Aku baru saja mengetahui sesuatu tentangnya.
Dan aku hampir tidak dapat menahan
haru tentang rahasianya.
Rahasia yang membuatku berpikir ulang.
Tentang susahnya hidup. Tentang rasa
merana dan sengsara. Tentang rasa senang. Tentang cinta. Dan tentang ketulusan.
Dulu aku sempat memandangnya sebelah
mata.
Secara fisik. Secara orientasi seksual.
Dan secara attitude.
Semakin aku mengenalnya, ternyata dia
tulus.
Apa yang dilakukannya jarang melukai
hati orang lain.
Di saat itu aku mulai memaklumi fisik
dan attitudenya.
Tapi baru kemarin.
Iya. Baru kemarin. Aku mengetahui
fakta yang benar – benar bikin dadaku serasa diiris. Tertusuk. Pedih.
Mungkin ini apa yang dinamakan empati.
Dia bercerita dengan penuh kelakar. Penuh
senyuman.
Seakan itu bukan beban hebat.
Padahal, aku tidak yakin sanggup ada
di posisinya.
Berawal dari cerita tentang masalah
pribadiku.
Aku menceritakannya seolah – olah aku
orang paling sengsara di dunia.
Sampai kemudian dia mengawali cerita itu.
Dia bilang dia benci ayah tirinya.
Dia bilang ibunya terlalu nyaman
dengan ayah tirinya.
Dan beliau rela memberikan apapun
untuk tetap pada zona nyaman itu.
Dari sanalah cerita mengalir.
Tentang ayah tirinya. Tentang kesengsaraan
ibunya.
Tentang derita pedih masa kecilnya. Tentang
pengabdiannya pada seorang ibu.
Tentang cintanya pada seseorang.
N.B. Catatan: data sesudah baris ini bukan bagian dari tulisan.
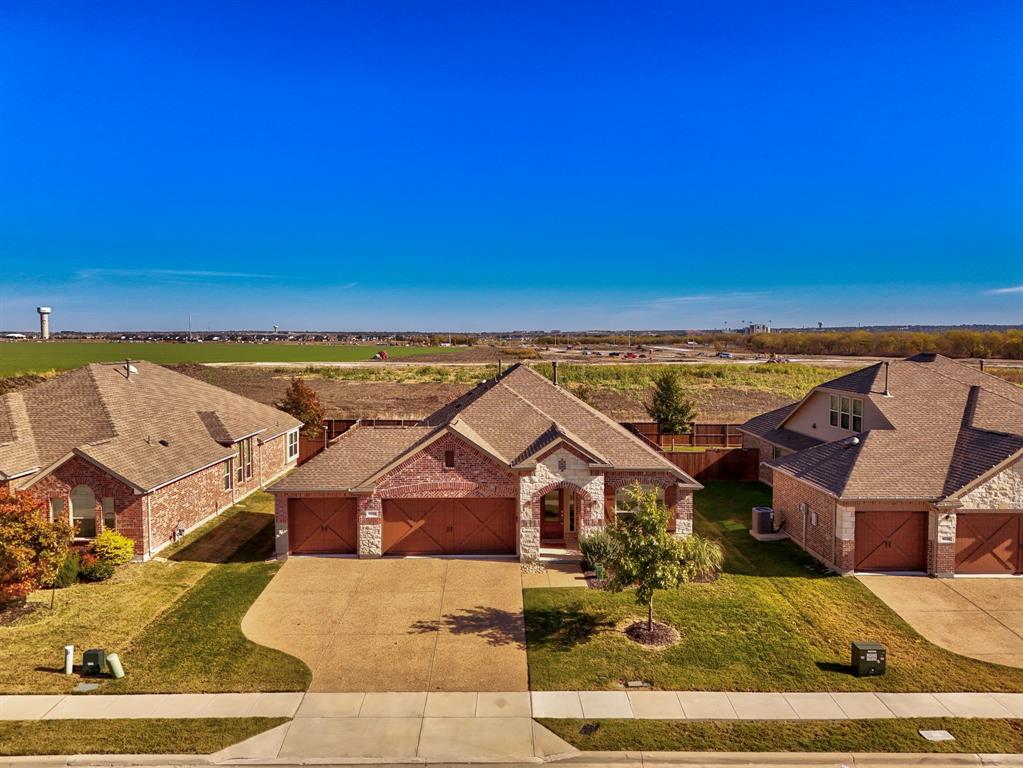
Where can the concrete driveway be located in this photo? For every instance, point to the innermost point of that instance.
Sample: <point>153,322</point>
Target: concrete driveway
<point>975,617</point>
<point>397,625</point>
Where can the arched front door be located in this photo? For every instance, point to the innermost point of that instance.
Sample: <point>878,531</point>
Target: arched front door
<point>83,511</point>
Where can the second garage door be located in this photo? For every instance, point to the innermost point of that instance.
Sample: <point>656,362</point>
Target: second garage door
<point>989,543</point>
<point>322,526</point>
<point>449,527</point>
<point>891,541</point>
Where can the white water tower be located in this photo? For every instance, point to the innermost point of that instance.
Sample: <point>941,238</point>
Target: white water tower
<point>44,322</point>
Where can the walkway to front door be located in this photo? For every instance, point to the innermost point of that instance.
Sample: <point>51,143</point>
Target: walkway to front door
<point>559,522</point>
<point>394,625</point>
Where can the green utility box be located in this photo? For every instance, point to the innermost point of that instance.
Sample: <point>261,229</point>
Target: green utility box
<point>869,659</point>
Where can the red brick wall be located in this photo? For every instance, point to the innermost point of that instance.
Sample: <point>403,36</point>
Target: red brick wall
<point>128,507</point>
<point>190,500</point>
<point>272,457</point>
<point>474,475</point>
<point>818,540</point>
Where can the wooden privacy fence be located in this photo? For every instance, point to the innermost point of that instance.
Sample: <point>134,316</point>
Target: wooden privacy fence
<point>718,463</point>
<point>706,436</point>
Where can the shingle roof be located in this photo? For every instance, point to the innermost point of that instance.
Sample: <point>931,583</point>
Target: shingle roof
<point>950,424</point>
<point>766,425</point>
<point>509,417</point>
<point>148,428</point>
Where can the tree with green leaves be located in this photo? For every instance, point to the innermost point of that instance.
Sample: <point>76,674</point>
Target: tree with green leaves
<point>301,402</point>
<point>672,410</point>
<point>647,556</point>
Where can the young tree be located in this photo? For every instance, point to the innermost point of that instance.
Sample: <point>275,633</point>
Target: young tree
<point>32,548</point>
<point>646,555</point>
<point>301,402</point>
<point>673,411</point>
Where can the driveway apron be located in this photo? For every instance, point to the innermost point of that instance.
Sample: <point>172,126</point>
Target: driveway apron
<point>397,625</point>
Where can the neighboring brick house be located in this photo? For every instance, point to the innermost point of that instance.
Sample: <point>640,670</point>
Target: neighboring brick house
<point>516,463</point>
<point>140,449</point>
<point>914,465</point>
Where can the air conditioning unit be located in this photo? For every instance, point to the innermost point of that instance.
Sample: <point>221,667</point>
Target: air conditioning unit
<point>763,520</point>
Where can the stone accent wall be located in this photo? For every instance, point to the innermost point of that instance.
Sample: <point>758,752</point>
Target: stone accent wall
<point>562,467</point>
<point>370,527</point>
<point>1004,491</point>
<point>813,528</point>
<point>941,542</point>
<point>128,505</point>
<point>766,451</point>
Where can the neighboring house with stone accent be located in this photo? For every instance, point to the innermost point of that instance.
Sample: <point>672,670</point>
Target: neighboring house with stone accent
<point>139,449</point>
<point>516,463</point>
<point>913,465</point>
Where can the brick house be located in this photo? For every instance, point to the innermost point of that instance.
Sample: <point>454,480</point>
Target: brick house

Tentang
pengorbanannya. Dan tentang kondisi fisiknya yang sudah menua.
Dari sanalah, aku mendapatkan kekuatan
untuk memahami.
bahwa di atas langit masih ada langit.
bahwa di atas langit masih ada langit.
Apa yang kita kira sudah paling hebat,
ternyata di luar sana masih ada yang lebih hebat lagi.
Apa yang kita kira paling menyedihkan,
ternyata masih banyak di luar sana yang lebih menyedihkan lagi.
Sekali lagi.
Di atas langit, masih ada langit.
Tidak ada komentar:
Posting Komentar
Katakan apa saja yang ingin kau muntahkan dari otakmu, setelah membaca tulisan di atas..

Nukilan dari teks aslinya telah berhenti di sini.